Whether you’re a seasoned or a fair weathered gardener there is one thing that we all like to have and that is; a pristine lawn, free of weeds, daisies, dandelions and the dreaded moss. Lawn care is an art in itself and most people will find that a mossy lawn is one area that we have struggled to master. However with products such as Sulphate of Iron De moss for lawns, mossy lawns can be a thing of the past
Before using Sulphate of Iron on your lawns it is important to know what caused moss to grow on lawns in the first place. There are a number of conditions that need to be considered:
- Soil too wet. Moss thrives in moist conditions & these conditions encourage moss reproduction. The best solution to moss is to improve soil drainage conditions & soil aeration.
- Soil too dry. In shaded & dry areas where grass growth is poor moss can take over.
- Poor grass growth. This can be due to low water, light or fertility and the result can see moss outcompeting with grass
- Cutting grass too short can also encourage moss growth on lawns
- Compacted soil. A common cause of compacted soil is excessive traffic or walking on lawns. It is best to avoid walking on lawns in wet conditions to avoid compaction. Compaction lead to reduced air content in soil and hence poorer grass growth
Application of Sulphate of Iron should be done from late Autumn through to early Spring – best to do it when conditions are mild. Sulphate of Iron can be bought in tubs of about 10Kg which would be a total coverage 350 m2 of moss control on lawns (Note: a tennis court is roughly 260 m2)
The active ingredient in Sulphate of Iron is called ‘Ferrous Sulphate’ this is sometimes mixed with sand and applied to lawns as a topdressing for both moss growth and improved soil aeration
Sulphate of Iron is sometimes also used on flower beds as an ericaceous (acidic fertilizer). Ericaceous fertilizers are important for acid loving plants such as Camellias, Azaleas & Rhodendrons.

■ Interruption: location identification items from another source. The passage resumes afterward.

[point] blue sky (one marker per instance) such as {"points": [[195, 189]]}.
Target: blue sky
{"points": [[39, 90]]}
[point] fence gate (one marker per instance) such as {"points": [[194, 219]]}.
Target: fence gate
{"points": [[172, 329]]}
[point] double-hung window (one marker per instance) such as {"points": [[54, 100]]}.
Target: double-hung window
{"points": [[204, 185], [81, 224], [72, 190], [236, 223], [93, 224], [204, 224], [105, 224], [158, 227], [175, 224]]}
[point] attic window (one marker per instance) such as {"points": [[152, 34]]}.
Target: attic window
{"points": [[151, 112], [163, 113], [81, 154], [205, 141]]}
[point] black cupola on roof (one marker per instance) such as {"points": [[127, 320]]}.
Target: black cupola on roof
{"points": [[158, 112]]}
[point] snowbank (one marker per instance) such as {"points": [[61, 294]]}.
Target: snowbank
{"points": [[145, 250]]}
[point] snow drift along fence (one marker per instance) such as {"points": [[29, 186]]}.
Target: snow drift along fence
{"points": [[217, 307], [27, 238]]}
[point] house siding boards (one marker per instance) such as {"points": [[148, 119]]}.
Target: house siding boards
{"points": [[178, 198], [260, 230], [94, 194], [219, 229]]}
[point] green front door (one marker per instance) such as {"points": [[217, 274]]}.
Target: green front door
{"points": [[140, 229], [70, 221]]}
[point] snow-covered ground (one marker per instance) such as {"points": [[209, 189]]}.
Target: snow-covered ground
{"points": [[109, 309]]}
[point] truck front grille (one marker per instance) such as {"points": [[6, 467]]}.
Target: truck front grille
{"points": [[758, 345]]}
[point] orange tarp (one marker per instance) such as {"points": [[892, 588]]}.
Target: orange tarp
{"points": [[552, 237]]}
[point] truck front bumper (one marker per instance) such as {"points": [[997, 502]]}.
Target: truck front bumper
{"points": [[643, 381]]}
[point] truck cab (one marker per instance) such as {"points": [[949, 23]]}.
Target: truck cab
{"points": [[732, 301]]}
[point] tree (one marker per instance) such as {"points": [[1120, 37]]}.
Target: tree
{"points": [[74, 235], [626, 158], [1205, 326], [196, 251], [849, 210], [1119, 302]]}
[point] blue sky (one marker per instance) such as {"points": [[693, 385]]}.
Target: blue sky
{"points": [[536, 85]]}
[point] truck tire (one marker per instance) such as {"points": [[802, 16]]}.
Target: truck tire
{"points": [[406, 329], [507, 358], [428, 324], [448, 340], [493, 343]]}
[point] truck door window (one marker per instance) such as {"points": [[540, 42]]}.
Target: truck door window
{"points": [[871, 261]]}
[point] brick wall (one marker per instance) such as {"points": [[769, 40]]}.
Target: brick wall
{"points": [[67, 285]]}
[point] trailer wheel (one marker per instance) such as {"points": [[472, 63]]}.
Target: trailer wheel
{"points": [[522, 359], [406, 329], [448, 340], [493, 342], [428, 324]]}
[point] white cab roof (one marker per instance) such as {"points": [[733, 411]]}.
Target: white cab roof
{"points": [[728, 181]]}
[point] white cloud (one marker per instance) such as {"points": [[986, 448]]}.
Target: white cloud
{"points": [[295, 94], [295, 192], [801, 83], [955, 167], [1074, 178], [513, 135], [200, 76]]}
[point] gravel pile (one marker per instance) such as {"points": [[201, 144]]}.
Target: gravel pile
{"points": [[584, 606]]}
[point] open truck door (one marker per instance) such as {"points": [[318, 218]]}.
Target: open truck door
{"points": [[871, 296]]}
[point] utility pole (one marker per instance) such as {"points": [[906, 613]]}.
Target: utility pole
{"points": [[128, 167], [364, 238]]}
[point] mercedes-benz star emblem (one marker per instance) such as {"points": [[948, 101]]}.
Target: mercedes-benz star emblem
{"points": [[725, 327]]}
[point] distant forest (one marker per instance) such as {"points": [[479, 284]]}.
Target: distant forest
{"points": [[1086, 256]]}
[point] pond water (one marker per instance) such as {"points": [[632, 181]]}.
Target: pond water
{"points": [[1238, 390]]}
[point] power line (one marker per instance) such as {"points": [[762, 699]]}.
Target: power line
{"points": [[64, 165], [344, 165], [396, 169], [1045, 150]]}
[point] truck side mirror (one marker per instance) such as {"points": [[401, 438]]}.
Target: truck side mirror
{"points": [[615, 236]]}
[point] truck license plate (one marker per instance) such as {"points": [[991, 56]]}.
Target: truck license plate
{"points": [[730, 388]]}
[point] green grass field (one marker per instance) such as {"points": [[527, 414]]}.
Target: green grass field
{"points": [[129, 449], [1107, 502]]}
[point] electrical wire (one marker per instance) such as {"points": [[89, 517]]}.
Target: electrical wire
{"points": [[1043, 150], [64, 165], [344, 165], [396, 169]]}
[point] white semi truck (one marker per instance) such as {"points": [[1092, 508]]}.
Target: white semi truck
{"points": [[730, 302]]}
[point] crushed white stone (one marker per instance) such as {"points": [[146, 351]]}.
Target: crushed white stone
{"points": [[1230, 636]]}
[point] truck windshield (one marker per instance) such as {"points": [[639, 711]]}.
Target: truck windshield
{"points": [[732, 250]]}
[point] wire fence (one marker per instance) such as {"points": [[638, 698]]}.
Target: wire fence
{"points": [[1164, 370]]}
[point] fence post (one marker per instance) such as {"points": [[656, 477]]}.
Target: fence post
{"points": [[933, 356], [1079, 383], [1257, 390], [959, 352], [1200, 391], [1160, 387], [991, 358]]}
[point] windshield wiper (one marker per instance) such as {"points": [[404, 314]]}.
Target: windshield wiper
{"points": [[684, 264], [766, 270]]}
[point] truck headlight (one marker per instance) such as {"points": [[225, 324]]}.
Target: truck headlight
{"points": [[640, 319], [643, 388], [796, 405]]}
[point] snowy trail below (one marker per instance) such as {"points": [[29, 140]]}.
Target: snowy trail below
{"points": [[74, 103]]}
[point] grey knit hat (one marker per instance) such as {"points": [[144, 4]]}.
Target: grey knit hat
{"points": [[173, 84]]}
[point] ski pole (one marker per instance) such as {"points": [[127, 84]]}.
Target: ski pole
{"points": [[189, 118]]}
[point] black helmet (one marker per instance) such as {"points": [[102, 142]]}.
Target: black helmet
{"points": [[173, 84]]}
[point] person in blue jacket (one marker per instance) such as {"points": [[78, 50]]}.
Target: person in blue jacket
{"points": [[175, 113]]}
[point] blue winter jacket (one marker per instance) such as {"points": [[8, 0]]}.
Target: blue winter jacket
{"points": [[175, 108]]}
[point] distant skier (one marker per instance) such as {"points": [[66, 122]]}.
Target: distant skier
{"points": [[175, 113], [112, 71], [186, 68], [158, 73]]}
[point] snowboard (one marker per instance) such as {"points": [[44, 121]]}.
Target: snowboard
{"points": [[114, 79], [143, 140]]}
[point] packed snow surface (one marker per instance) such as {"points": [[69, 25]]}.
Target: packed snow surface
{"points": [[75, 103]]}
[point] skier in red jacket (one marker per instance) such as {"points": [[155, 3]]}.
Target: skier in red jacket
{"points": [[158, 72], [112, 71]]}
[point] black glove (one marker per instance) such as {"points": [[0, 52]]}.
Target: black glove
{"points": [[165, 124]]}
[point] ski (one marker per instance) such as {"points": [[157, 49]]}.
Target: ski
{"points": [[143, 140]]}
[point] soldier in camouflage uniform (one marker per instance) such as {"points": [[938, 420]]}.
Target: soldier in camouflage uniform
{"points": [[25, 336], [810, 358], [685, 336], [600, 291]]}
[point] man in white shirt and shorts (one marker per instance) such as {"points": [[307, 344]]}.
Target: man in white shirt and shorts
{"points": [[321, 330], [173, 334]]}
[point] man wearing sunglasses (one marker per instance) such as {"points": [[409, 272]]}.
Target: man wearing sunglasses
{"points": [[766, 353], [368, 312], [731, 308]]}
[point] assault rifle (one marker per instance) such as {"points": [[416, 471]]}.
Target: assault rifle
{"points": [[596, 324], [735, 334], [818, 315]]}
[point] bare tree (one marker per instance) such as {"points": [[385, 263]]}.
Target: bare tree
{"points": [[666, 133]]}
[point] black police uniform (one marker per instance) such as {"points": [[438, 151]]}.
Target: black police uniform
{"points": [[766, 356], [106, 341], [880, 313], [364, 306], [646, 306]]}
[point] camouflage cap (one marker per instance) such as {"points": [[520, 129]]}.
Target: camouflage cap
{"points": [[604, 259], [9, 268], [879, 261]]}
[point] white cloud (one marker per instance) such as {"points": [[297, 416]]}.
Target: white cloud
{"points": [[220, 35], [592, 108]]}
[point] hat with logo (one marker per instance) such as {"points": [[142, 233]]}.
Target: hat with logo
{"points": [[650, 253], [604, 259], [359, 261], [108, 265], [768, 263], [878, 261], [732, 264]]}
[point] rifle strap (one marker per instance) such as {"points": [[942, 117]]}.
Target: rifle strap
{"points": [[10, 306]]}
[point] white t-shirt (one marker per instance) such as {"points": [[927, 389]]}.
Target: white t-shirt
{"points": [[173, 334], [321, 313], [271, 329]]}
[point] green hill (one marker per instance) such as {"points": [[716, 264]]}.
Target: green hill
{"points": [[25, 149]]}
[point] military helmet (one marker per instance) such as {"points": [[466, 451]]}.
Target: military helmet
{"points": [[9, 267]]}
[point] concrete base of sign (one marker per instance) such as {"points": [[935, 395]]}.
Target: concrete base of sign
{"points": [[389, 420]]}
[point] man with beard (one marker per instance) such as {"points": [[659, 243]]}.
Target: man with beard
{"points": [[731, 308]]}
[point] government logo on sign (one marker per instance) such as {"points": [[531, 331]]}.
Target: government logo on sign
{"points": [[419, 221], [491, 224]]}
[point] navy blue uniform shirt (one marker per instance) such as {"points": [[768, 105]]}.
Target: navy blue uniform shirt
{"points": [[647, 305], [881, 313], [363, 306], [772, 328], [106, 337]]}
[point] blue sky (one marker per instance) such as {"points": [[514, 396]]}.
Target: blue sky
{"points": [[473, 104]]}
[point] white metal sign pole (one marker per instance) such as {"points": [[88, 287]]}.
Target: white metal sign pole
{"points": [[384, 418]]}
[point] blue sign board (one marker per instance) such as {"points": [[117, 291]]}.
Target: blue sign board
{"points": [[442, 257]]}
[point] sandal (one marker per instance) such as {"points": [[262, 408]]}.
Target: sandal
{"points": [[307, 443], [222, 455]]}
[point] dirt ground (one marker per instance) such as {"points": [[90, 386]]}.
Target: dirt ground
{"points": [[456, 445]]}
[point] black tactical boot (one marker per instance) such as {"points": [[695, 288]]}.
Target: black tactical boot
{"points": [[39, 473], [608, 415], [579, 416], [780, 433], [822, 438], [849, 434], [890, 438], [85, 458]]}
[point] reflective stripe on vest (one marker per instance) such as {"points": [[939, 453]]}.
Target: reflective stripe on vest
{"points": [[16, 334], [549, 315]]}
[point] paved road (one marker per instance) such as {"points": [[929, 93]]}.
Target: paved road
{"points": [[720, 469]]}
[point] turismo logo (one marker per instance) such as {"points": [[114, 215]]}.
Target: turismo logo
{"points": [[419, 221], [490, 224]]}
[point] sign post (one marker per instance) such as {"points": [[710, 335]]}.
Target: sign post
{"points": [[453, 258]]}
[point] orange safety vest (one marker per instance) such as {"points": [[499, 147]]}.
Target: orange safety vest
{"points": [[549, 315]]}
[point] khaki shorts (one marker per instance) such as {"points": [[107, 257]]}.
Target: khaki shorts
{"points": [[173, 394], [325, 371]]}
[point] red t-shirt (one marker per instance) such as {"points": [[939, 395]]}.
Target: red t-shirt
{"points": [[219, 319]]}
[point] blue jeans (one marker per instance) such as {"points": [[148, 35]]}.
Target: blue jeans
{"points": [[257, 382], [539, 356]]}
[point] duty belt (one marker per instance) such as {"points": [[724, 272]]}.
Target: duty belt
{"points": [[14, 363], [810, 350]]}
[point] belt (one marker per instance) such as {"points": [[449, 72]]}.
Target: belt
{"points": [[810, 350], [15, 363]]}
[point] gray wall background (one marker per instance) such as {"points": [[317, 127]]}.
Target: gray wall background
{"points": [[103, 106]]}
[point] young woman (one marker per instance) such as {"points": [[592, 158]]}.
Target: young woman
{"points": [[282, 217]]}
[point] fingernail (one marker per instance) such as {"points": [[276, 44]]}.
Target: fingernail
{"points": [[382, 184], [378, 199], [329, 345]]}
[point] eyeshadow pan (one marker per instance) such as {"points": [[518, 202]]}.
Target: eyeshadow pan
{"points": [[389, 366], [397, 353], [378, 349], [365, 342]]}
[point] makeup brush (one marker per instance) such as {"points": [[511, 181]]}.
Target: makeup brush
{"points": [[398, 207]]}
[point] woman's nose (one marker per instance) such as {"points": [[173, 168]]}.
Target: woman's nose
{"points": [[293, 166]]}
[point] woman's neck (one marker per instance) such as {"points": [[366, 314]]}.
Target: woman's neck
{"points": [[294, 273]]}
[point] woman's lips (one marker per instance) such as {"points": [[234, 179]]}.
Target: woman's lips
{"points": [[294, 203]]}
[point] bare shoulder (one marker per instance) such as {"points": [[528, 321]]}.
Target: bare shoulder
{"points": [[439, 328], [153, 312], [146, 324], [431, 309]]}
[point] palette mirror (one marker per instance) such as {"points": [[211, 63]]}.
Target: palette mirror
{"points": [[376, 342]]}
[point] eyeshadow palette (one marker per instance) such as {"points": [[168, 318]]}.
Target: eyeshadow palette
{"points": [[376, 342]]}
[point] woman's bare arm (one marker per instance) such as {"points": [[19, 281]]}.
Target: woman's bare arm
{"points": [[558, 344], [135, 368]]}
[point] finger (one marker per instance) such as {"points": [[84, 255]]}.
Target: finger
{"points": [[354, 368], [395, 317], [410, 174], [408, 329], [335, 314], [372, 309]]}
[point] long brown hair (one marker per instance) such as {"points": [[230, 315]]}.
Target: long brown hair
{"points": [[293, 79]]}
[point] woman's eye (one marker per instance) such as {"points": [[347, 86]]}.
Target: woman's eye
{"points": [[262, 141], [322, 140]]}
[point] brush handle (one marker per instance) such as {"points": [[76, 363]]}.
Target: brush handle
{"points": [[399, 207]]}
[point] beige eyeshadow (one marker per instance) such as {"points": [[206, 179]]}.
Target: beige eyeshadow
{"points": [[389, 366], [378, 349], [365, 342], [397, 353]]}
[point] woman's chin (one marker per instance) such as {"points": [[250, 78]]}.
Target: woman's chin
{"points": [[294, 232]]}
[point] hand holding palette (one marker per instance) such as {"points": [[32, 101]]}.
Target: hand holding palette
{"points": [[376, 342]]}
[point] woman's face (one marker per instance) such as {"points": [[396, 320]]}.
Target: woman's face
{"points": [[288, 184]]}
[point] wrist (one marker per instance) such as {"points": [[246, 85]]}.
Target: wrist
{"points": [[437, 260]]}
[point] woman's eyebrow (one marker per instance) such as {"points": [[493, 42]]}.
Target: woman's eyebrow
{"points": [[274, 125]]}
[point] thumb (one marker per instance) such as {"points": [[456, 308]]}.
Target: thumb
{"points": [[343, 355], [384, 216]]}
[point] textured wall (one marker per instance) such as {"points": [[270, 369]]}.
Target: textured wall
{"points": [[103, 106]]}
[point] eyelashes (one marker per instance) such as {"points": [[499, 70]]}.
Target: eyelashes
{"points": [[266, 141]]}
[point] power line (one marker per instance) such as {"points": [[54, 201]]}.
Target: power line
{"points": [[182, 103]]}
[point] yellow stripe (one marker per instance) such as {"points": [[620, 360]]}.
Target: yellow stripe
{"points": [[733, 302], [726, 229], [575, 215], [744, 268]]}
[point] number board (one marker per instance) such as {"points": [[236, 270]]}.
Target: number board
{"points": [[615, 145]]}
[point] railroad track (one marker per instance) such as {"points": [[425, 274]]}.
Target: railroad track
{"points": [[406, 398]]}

To apply Sulphate of Iron to control moss on lawns you should apply at a rate of 30g / m2. This is roughly a small handful per m2. Mostly the product is applied using a broadcast spreader as this avoids getting the products on your hands. When using a broadcast spreader it is important to calibrate the settings first and do a test run before spreading over your lawn. To do a test run lay a sheet of polyethylene or tarpaulin on the ground and measure the flow of Sulphate of Iron from the spreading until to achieve a rate of 30g / m2
Be Careful when handling and always wear gloves. The product will stain paths / paved areas so make sure not to spill it on hardsurfaces and don’t use to kill moss on tarmacadam. If you want to kill moss on tarmac then i would recommend using Armillatox.
Once you have applied the moss killer to the lawn you should water in with a garden hose or if run is forecast then just let nature take its coarse. After about 2 or 3 weeks the moss / lawn will turn an unsightly black. At this point you will need to rake or ‘scarify’ the lawn to remove the dead moss.
With the moss removed from the lawn your grass can now grow into the bare patches where the moss once grew. To maximise grass growth and ensure the grass fills the bare patches (and not weeds or moss) you should either feed your existing lawn with a high Nitrogen based fertiliser or re seed the bare patches with lawn seed
After another 4 or 5 weeks your lawn should have filled out again. It is important to note however that the mossy conditions will return is the soil conditions are not amended. As stated above moss will grow on damp or dry, shaded or compacted soils. So to prevent moss returning to your lawn you should rectify these problems.